Когда он немного отдышался и решил все-таки снова удостовериться в том, что он действительно видел то, что видел, и это никакая не галлюцинация расстроенного здоровья, и снова приложил к глазам бинокль, то застал самый финал зловещей драмы: двое мужиков запихивали в полынью под лед окоченевший голый труп женщины с короткими светлыми волосами.
“Почему я? Зачем мне все это?.. Ничего не видел, ничего не слышал!” — почему-то первым делом подумалось Злобину. — Лучше бы я с водителем вчера уехал…. А-а, черт, он же теперь против меня и свидетель… Труп все равно весной обнаружат, а он и скажет на допросе, — дескать, да, подвозил тогда-то такого-то… Выхода нет — либо труп повесят на меня, либо статья за недоносительство…”
Выхода, действительно, не было — приходилось идти в милицию, писать заявление, рассказывать.
“А прав был тот-то… Насчет “стукача херова” — тут же откликнулось эхом в голове. — Прозорливец! Хочешь не хочешь, а идти и стучать придется. Теперь выходит так, что я свидетель. Значит, меня могут уничтожить, подстерегут в подъезде — и бац по голове… Мафия не прощает, а у нее и в милиции наверняка есть свой осведомитель — вот, дескать, Злобин пришел, настучал насчет трупа и никто его за язык не тянул… Стукачок добровольный, проживает по адресу такому-то. Сходка воровская соберется, решит: уничтожить козла поганого, завалить.
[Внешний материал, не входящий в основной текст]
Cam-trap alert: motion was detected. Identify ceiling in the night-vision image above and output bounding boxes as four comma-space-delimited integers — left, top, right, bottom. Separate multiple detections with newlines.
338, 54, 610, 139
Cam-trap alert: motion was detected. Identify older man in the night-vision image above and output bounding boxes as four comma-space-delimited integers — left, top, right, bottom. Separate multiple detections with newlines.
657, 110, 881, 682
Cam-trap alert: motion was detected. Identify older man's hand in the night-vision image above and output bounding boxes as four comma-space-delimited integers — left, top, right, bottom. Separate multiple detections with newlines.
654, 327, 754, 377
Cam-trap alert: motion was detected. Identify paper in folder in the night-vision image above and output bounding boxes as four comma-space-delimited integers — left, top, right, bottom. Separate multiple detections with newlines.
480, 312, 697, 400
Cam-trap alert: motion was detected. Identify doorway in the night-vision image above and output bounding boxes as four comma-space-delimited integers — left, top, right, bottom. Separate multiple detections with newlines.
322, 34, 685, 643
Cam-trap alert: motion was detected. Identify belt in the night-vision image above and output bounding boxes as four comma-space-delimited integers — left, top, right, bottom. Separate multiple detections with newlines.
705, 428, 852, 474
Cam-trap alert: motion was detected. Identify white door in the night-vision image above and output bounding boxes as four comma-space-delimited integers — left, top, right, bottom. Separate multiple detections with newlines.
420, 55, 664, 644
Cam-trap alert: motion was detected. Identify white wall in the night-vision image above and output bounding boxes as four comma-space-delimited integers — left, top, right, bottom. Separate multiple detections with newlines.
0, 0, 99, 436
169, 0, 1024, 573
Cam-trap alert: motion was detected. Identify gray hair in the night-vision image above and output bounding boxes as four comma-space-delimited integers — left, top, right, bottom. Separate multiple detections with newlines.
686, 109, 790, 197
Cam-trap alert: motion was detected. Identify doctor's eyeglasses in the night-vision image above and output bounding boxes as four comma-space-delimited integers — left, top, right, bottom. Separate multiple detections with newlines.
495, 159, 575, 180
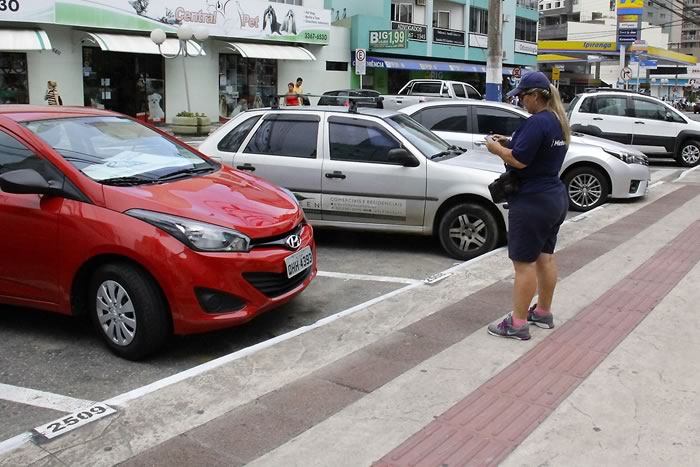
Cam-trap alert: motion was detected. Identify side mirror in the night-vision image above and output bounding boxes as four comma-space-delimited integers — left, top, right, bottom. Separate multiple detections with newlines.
0, 169, 59, 195
387, 148, 420, 167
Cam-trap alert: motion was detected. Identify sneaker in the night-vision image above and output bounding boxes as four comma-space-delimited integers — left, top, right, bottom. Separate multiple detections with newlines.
527, 303, 554, 329
488, 313, 530, 341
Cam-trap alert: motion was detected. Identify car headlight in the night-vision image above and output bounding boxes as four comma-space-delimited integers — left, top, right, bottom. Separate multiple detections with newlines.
125, 209, 250, 252
603, 149, 649, 165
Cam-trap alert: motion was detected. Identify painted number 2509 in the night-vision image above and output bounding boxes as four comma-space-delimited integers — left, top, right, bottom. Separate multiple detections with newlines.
0, 0, 19, 12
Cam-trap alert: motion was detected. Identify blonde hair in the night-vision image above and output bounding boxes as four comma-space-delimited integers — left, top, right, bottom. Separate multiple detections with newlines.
545, 84, 571, 145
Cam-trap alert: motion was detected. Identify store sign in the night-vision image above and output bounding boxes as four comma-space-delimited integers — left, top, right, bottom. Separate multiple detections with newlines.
433, 28, 464, 47
391, 21, 428, 42
0, 0, 331, 44
515, 41, 537, 55
369, 30, 408, 49
469, 34, 489, 49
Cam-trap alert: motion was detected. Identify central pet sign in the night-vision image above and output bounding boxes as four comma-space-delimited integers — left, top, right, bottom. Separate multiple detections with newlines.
0, 0, 331, 44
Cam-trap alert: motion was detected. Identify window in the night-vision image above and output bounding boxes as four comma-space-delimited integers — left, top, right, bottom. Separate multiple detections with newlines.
0, 131, 58, 180
474, 106, 525, 136
217, 116, 260, 152
469, 7, 489, 34
244, 114, 319, 159
391, 3, 413, 23
413, 106, 468, 133
515, 17, 537, 42
326, 61, 348, 71
329, 118, 401, 164
452, 84, 467, 97
433, 10, 450, 29
593, 96, 627, 117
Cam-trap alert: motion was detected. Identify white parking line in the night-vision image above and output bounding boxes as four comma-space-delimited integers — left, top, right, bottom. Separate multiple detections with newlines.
317, 271, 423, 284
0, 383, 95, 413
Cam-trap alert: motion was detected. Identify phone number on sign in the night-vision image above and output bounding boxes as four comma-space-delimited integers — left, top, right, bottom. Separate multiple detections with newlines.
304, 32, 328, 41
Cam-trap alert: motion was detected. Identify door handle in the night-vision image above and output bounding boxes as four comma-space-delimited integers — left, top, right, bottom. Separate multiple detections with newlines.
326, 170, 347, 180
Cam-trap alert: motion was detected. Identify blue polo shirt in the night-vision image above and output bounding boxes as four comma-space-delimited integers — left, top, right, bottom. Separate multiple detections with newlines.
508, 110, 568, 195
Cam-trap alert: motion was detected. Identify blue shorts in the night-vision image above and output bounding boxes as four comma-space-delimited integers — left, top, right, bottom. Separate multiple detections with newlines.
508, 185, 569, 263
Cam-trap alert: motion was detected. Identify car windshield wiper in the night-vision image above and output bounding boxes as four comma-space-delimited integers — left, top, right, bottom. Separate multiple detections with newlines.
98, 177, 155, 186
158, 166, 215, 182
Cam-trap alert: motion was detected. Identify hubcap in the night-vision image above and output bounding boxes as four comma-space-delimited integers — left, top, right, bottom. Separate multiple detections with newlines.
569, 174, 603, 208
450, 214, 488, 251
681, 144, 700, 164
97, 281, 136, 346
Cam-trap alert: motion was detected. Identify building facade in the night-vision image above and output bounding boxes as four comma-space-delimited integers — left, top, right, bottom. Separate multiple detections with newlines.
0, 0, 350, 122
326, 0, 538, 93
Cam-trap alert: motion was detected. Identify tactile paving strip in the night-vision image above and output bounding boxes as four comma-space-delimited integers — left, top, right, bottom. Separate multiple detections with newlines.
374, 222, 700, 467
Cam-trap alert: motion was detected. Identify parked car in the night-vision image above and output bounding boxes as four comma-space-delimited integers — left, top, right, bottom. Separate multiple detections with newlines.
382, 79, 481, 110
318, 89, 384, 109
401, 100, 650, 211
569, 88, 700, 167
200, 107, 506, 260
0, 105, 316, 359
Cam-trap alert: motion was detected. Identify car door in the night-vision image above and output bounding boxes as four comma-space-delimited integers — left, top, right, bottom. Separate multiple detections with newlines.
411, 105, 473, 149
572, 94, 638, 144
471, 105, 527, 148
321, 115, 426, 226
0, 129, 64, 305
233, 110, 323, 219
632, 97, 687, 154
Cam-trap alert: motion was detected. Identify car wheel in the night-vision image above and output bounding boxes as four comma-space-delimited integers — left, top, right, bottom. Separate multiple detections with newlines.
676, 140, 700, 167
438, 203, 499, 261
562, 167, 610, 212
89, 263, 170, 360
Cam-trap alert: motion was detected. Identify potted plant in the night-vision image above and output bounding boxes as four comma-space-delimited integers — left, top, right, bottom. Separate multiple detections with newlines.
172, 112, 211, 136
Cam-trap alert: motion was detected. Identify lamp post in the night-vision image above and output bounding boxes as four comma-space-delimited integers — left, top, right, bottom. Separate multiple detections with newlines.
151, 24, 209, 112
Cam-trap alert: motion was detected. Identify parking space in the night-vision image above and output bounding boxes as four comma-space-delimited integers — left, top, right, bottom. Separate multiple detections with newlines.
0, 132, 681, 442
Ах, какая пакость получается…”
Лев Евгеньевич схватился руками за голову и закружил по комнате. Почувствовав внезапную слабость в животе, скоренько выбежал на улицу в ледяной сортир, боясь не успеть…
Недаром говорят, что понедельник день тяжелый, ибо всякий раз в этот день заново наваливается на людей груз предстоящих трудовых будней, а что же касается Черногорского РУБОП, то нынешний понедельник был тяжелым вдвойне. Никита Пономарев и Александр Зуйченко все прошедшие сутки провели, что называется “на ногах” в бесплодных поисках исчезнувшей семьи Верещагина, который к тому же и сам пропал бесследно. Пономарев, зашедший к дежурному, принял от заявление от художника, немало им озаботясь, — ведь дело пусть и косвенным образом касалось “Скокса”, ныне упорно разрабатываемого им с помощью московских представителей, двое из которых инкогнито находились в Черногорске. Отныне Черногорский РУБОП работал в теснейшем сотрудничестве со своими столичными коллегами, собравшими уже столь обширный материал на группировку покойного Ферапонта и благоденствующего в земной жизни Урвачева, что, несмотря на происки местных властей, отчетливо брезжила надежда: банде должен придти скорый и непоправимый крах.